Two of my near neighbors, Ted and Alan (not their real names), longtime partners and residents of this block, are selling their house and moving away. Several factors were involved in their decision: changes in the city (“not what we want anymore”); noise and disruption on the streets due to heavy traffic and constant construction and remodeling; influx of “strangers” with their cars due to a few block residents renting our bedrooms to Airbnb and other providers of short term rentals; their increasing age and a simple desire for some respite from the pace around them. The pair are considering places as diverse as Hawaii and Lake of The Ozarks. I tell them that the birding is far better in either place than in WeHo, if that helps them make a decision.
Looking at the contributing factors above, I’ll consider one first – construction. All but about 10% of the houses in West Hollywood West are at least 50 years old. Mine was built in 1927. All have weathered earthquakes, termites and mishaps such as broken water lines. The first item of business for any new owner is to repair, remodel and upgrade. As long as the houses continue to sell, demolition and construction are a given. But that is also a fact of life in a great many communities where the housing stock tends to be mostly older buildings. This is a pivotal period for home buyers along both coasts, so that factor of construction won’t soon change. Our city is not immune to the specter of greater density and that makes smaller houses, the R-1 and R-2 buildings vulnerable.
According to the city’s web site, ALL short term rentals are prohibited in West Hollywood. Yet, if one goes to a couple of the rental websites such as Airbnb or AwayHome, one finds quite a few listings in the city. On one site I counted 31 listings. According to neighbor Ted, who is quite vocal about this element of city life, he has complained to City Hall, including providing copies of the rental ads, and has received no action. The city has been grappling with this situation in its Shared Economy Task Force, bent upon defining how the city will cope with the rapid deployment of many new elements of the shared, on-demand and “gig” economy. This is the new wave that is having many effects on long-standing institutions including tax revenue and zoning regulations. There is much more to come in this area.
Traffic is a nightmare in our burg. When the mobile app Waze came out, so did the increase in traffic to the side streets as drivers scurried to use less-traveled roads and move out faster. West Hollywood is a pinch point in area traffic, slowing traffic on the main arteries, which will never be wide enough to handle the volume. Any way through the jam will be attempted by commuters using Waze. The city’s traffic survey conducted a couple of years ago found that as many as 325 cars travelled each way, daily, along the 700 yards of my block.
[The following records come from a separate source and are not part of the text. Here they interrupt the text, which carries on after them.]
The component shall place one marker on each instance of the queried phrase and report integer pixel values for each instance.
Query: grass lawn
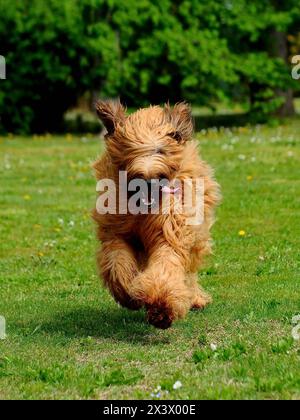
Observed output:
(66, 337)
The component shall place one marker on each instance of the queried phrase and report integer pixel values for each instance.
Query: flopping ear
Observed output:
(181, 119)
(111, 113)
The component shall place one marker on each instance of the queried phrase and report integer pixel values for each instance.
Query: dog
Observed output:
(151, 260)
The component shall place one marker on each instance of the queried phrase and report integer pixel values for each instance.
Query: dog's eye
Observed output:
(176, 136)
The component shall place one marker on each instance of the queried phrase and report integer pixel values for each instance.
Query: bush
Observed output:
(146, 51)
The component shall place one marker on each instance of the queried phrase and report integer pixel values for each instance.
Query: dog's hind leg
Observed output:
(162, 288)
(118, 265)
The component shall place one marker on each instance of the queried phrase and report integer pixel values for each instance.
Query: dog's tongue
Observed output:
(168, 190)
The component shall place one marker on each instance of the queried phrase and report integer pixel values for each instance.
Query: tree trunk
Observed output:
(280, 49)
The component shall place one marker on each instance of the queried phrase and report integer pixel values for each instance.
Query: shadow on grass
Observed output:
(117, 324)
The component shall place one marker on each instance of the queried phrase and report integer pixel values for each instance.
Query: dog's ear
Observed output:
(180, 117)
(110, 113)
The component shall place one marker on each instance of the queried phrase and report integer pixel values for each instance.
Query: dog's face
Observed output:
(148, 144)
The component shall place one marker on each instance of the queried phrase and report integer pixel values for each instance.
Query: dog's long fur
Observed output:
(152, 260)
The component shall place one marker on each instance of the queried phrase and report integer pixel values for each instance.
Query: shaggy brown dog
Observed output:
(151, 260)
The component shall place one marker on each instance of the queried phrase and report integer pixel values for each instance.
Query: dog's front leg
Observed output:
(162, 287)
(118, 265)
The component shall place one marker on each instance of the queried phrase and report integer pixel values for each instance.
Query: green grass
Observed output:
(66, 338)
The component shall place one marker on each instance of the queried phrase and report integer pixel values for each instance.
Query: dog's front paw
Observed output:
(160, 316)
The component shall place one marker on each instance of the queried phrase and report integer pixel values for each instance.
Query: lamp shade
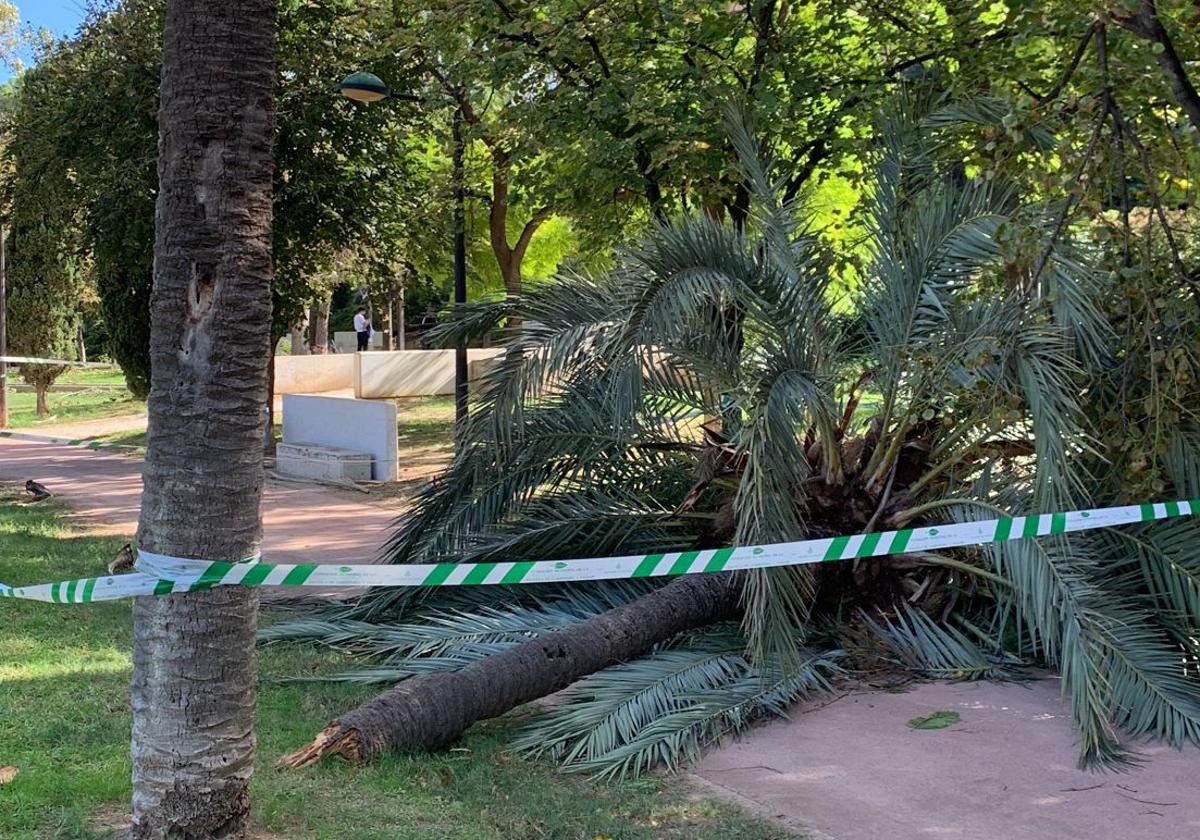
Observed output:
(364, 88)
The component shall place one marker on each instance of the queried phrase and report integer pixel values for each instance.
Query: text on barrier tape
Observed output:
(159, 575)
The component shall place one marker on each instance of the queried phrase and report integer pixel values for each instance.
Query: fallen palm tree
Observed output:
(961, 388)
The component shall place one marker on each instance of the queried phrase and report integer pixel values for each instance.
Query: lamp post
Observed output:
(370, 88)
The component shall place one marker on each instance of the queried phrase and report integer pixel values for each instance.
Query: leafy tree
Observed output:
(336, 175)
(46, 267)
(958, 390)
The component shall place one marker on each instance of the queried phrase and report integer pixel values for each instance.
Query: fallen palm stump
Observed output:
(430, 712)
The street where I used to toss a football with my boys, occasionally stopping for a car to pass, now experiences a “rush hour” effect each day, sometimes with cars backed up the entire length of the block.
Traffic “calming” devices are planned for several Westside streets as a test to slow down and reduce vehicle trips. We still have US Route 66 along Sunset Boulevard and a portion of California Highway Route 2, running through the city. That means that other jurisdictions have much control over the use of those roads – and Santa Monica Boulevard, regarded as our “Main Street,” is one of them. Motor vehicles on all our streets is an unfortunate legacy of the automobile lobby’s successful removal of the Red Car transit system. Getting people out of their cars seems to be a near impossibility. But, I do know of some who use only Uber and public transit and no longer own a car. They rent a car for trips out of town. That’s the future for the smart city dwelling commuter.
My friends will encounter these alterations in every day life no matter where they go. According to Pew Research, at least 72% of American adults have used one or more of 11 different shared or on-demand services. There is much change afoot. Learning to deal with it is a requisite for modern life. As Obi-Wan Kenobi stated, “ We will be greatly challenged….but we must persevere.”
One must eventually contemplate the matter of age. Some of us make a slow and graceful transition to the so-called “golden years.” Some of us rush into everything without a lot of thought and one day discover that we can no longer run after the bus but must wait for the next one. We all bear the burden of the “ills to which Man is heir” and deal with that fact as we can. This brings to mind that, over the years, quite a few men in WeHo, dealing with age and perhaps no longer able to manage a house alone, have left the city to live elsewhere – as there is little or no place for elderly men, especially gay men, and I assume women. People who came to this area long before cityhood came for the comfort of the like-minded and for the refuge. Now, they must leave. We all lose much from their absence. (Wouldn’t that large commercial building on Beverly make a fine apartment building instead of expensive condos?) Growing old is not for the weak of heart, but it’s nice to be in a place of welcome and ease in order to do it properly.
Moving away? I firmly miss my New England birthplace. The four seasons were important for reminding one about the Earth and its bounty and for planning one’s activities, keeping them varied, certainly. The rigors of a tough Winter, for instance, caused one to be fully appreciative of a hot Summer – though the extremes were sometimes far apart. One last visit I hope – if not, perhaps I can be buried in a pine grove, fertilizer for the chanterelle, a favored mushroom which proliferates there. However, we are fully committed to West Hollywood and expect to live out our lives here, amidst the chaos and opportunities of change – and, as I have said before “everybody has to be somewhere” why not here?